The highest and best use of a non-financial asset takes into account the use of the asset that is physically possible, legally permissible and financially feasible, as follows:

(a) A use that is physically possibly takes into account the physical characteristics of the asset that market participants would take into account when pricing the asset (e.g. the location or size of a property).

(b) A use that is legally permissible takes into account any legal restrictions on the use of the asset that market participants would take into account when pricing the asset (e.g. the zoning regulations applicable to a property).

(c) A use that is financially feasible takes into account whether a use of the asset that is physically possible and legally permissible generates adequate income or cash flows (taking into account the costs of converting the asset to that use) to produce an investment return that market participants would require from an investment in that asset put to that use.

Highest and best use is determined from the perspective of market par-ticipants, even if the entity intends a different use. However, an entity’s current use of a non-financial asset is presumed to be its highest and best use unless market or other factors suggest that a different use by market participants would maximize the value of the asset.

To protect its competitive position, or for other reasons, an entity may intend not to use an acquired non-financial asset actively or it may intend not to use the asset according to its highest and best use. Nevertheless, the entity shall measure the fair value of a non-financial asset assuming its highest and best use by market participants.

Analysis:
In the given case, the highest best possible use of the land is to develop a commercial complex.

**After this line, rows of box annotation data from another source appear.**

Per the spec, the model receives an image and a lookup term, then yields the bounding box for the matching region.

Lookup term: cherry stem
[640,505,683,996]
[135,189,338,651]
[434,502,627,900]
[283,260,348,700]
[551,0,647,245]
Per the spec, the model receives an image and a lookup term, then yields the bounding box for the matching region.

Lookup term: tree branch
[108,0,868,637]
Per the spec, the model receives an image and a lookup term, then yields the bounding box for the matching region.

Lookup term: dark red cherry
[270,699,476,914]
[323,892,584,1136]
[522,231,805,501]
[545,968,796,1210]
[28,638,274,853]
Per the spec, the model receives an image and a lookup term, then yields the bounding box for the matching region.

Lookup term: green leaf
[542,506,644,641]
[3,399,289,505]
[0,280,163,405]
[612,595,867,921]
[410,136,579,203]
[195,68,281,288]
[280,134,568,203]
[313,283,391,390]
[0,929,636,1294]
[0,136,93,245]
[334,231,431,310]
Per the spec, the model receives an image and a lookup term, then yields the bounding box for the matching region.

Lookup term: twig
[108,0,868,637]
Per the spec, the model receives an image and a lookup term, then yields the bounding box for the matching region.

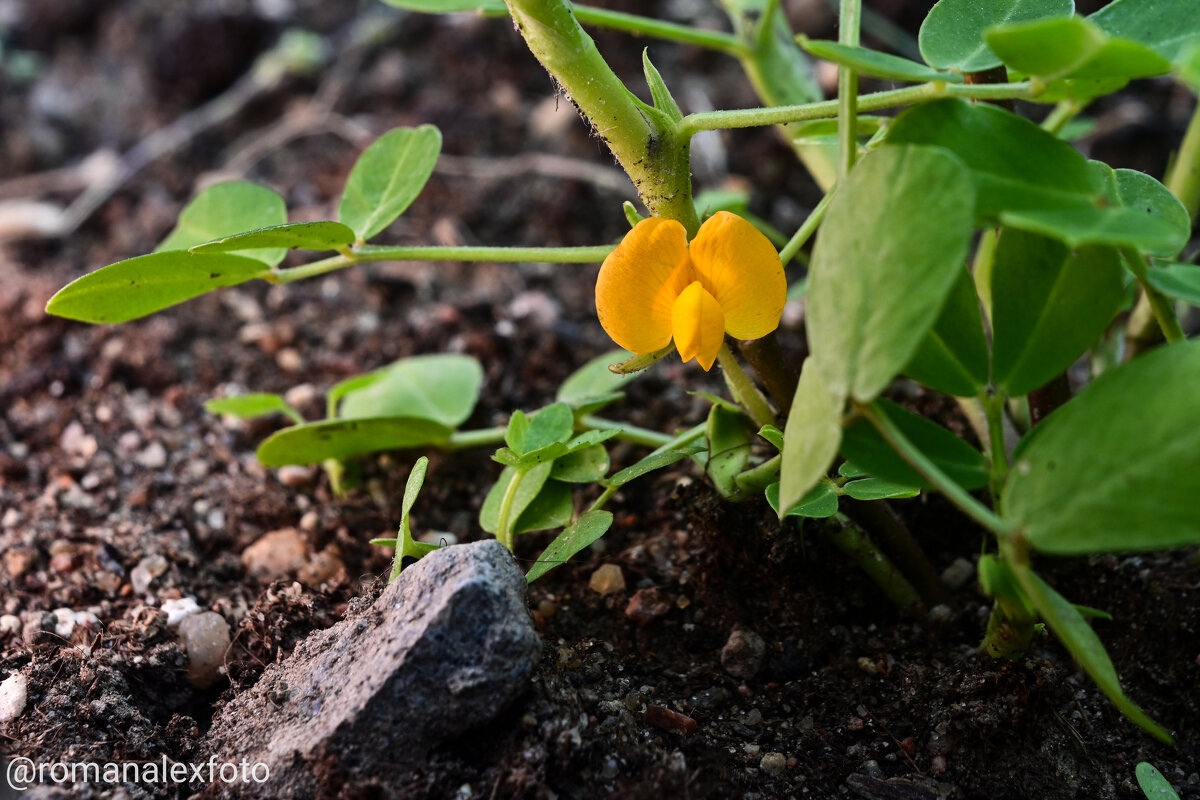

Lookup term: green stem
[265,245,616,283]
[854,403,1014,541]
[575,4,745,56]
[1121,247,1183,343]
[443,427,508,452]
[505,0,700,231]
[1164,97,1200,219]
[496,469,526,552]
[822,515,922,610]
[838,0,863,179]
[677,80,1042,137]
[716,343,775,427]
[779,187,838,266]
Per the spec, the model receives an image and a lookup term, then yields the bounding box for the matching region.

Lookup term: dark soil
[0,0,1200,799]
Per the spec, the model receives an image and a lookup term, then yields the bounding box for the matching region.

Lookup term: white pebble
[0,672,29,722]
[162,597,200,627]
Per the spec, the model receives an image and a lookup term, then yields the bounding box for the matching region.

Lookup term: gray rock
[204,540,541,799]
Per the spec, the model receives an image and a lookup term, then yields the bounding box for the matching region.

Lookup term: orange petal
[691,211,787,339]
[671,281,725,372]
[596,218,695,355]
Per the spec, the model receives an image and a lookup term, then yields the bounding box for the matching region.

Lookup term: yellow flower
[596,211,787,371]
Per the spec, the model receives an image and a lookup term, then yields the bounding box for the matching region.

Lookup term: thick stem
[716,344,776,427]
[854,403,1013,541]
[838,0,863,179]
[839,495,950,606]
[821,515,922,612]
[505,0,700,231]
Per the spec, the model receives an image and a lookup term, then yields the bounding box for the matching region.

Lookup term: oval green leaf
[985,17,1171,80]
[1147,261,1200,306]
[763,481,838,519]
[991,228,1124,396]
[188,222,354,253]
[526,511,612,583]
[904,266,988,397]
[796,36,962,83]
[806,146,974,402]
[917,0,1075,72]
[155,181,288,266]
[337,353,484,428]
[841,399,988,489]
[337,125,442,240]
[1003,341,1200,555]
[258,416,452,467]
[1088,0,1200,61]
[46,249,271,324]
[776,356,846,509]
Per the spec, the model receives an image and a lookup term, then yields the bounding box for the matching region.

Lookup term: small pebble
[162,597,200,627]
[0,672,29,722]
[588,564,625,595]
[133,441,167,469]
[721,627,767,680]
[643,705,697,736]
[241,528,308,583]
[760,753,787,775]
[179,612,230,688]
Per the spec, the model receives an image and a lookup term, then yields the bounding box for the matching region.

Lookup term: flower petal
[671,281,725,372]
[596,218,695,355]
[691,211,787,339]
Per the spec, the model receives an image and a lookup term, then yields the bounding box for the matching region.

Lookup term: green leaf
[337,125,442,240]
[796,36,962,83]
[779,356,846,509]
[600,446,707,487]
[758,425,784,451]
[842,477,920,500]
[1134,762,1180,800]
[512,481,575,534]
[763,481,838,519]
[523,403,575,452]
[556,350,636,414]
[985,17,1171,80]
[46,251,271,323]
[204,392,304,422]
[904,267,988,397]
[1088,0,1200,61]
[642,48,683,122]
[1006,563,1174,744]
[1147,261,1200,306]
[383,0,508,9]
[337,353,484,428]
[806,146,974,402]
[526,511,612,583]
[155,181,288,266]
[1003,341,1200,555]
[479,462,553,534]
[188,222,354,253]
[704,405,750,498]
[841,399,988,489]
[550,445,608,483]
[258,416,452,467]
[991,228,1124,396]
[389,456,437,581]
[917,0,1075,72]
[888,98,1187,253]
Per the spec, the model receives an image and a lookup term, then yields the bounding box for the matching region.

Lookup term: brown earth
[0,0,1200,799]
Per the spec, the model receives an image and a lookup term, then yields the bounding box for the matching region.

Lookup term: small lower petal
[671,281,725,372]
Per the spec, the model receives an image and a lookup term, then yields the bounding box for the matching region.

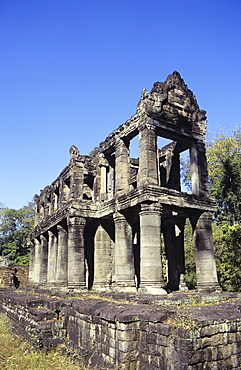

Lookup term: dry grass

Although developing a business complex is against the business objective of the entity, it does not affect the basis of fair valuation as Ind AS 113 does not consider an entity specific restriction for measuring the fair value.

Also, its current use as a parking lot is not the highest best use as the land has the potential of being used for building a commercial complex.

Conclusion:
Therefore, the fair value of the land is the price that would be received when sold to a market participant who is interested in developing a 1 commercial complex.

(ii) As per Ind AS 113, unobservable inputs shall be used to measure fair value to the extent that relevant observable inputs are not available, thereby allowing for situations in which there is little, if any, market activity for
the asset or liability at the measurement date. The unobservable inputs shall reflect the assumptions that market participants would use when pricing the asset or liability, including assumptions about risk.

Analysis and conclusion:
In the given case, DS Limited adopted discounted cash flow method, commonly used technique to value shares, to fair value the shares of the private company as there were no similar shares traded in the market.
Hence, it falls under Level 3 of fair value hierarchy.

Level 2 inputs include the following:
(a) quoted prices for similar assets or liabilities in active markets.
(b) quoted prices for identical or similar assets or liabilities in markets that are not active.
(c) inputs other than quoted prices that are observable for the asset or liability.

If an entity can access quoted price in active markets for identical assets or liabilities of similar companies which can be used for fair valuation of the shares without any adjustment, at the measurement date, then it will be considered as observable input and would be considered as Level 2 inputs.